Quantum Extremal Learning
Quantum Extremal Learning
We propose a quantum algorithm for “extremal learning,” which is the process of finding the input to a hidden function that extremizes the function output, without having direct access to the hidden function, given only partial input–output (training) data. The algorithm, called quantum extremal learning (QEL), consists of a parametric quantum circuit that is variationally trained to model data input–output relationships. A trainable quantum feature map encodes the input data, and after training it is analytically differentiated in order to find the input that extremizes the model. This enables the combination of quantum machine learning modeling with quantum optimization, on a single integrated circuit/quantum computer. We have tested our algorithm on a range of classical datasets based on discrete and/or continuous input variables, both of which are compatible with the algorithm.

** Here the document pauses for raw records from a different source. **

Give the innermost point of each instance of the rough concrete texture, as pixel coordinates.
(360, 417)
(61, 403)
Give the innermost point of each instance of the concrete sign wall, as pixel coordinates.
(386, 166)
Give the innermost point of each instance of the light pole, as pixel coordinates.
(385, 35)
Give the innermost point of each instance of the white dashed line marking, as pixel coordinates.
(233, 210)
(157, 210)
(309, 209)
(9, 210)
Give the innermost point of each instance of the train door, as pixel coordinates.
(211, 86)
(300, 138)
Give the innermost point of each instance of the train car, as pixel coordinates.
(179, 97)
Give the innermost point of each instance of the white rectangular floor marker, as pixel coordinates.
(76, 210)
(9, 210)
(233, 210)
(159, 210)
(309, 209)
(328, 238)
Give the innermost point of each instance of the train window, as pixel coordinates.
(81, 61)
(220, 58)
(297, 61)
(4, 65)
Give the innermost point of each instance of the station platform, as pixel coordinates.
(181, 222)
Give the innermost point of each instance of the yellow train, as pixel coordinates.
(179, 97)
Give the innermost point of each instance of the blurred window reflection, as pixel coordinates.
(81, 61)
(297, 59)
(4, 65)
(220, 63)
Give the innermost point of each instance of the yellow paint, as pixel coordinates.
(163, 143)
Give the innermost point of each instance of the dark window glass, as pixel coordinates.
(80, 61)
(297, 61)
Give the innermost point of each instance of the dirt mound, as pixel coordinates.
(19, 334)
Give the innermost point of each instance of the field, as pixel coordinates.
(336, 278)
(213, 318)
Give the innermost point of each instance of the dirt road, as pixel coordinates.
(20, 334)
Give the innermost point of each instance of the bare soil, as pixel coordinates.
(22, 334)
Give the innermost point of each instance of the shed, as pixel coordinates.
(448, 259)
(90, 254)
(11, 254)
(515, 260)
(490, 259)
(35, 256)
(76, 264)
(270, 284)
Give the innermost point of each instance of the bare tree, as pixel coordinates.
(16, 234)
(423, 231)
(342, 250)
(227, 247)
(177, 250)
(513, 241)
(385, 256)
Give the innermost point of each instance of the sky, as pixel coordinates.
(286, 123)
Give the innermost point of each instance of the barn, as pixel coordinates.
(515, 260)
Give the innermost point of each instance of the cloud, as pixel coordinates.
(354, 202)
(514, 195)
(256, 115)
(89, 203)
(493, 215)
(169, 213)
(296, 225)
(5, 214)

We test QEL on synthetic problems based on discrete inputs (Weighted Max-Cut problems, chemical molecule optimization), continuous inputs (synthetic datasets in 1D, ordinary differential equations), and both (oracular optimization). We find that QEL can successfully find the extremal value of such problems, even when the training dataset is sparse or a small fraction of the input space. We additionally show how QEL can be used for general cases of higher dimensionality, and complex differential equations while providing flexibility in the choice of modeling and optimization ansatze. We envision that the general framework and simple construction could allow QEL to target a variety of applications in different fields, opening up areas for further research.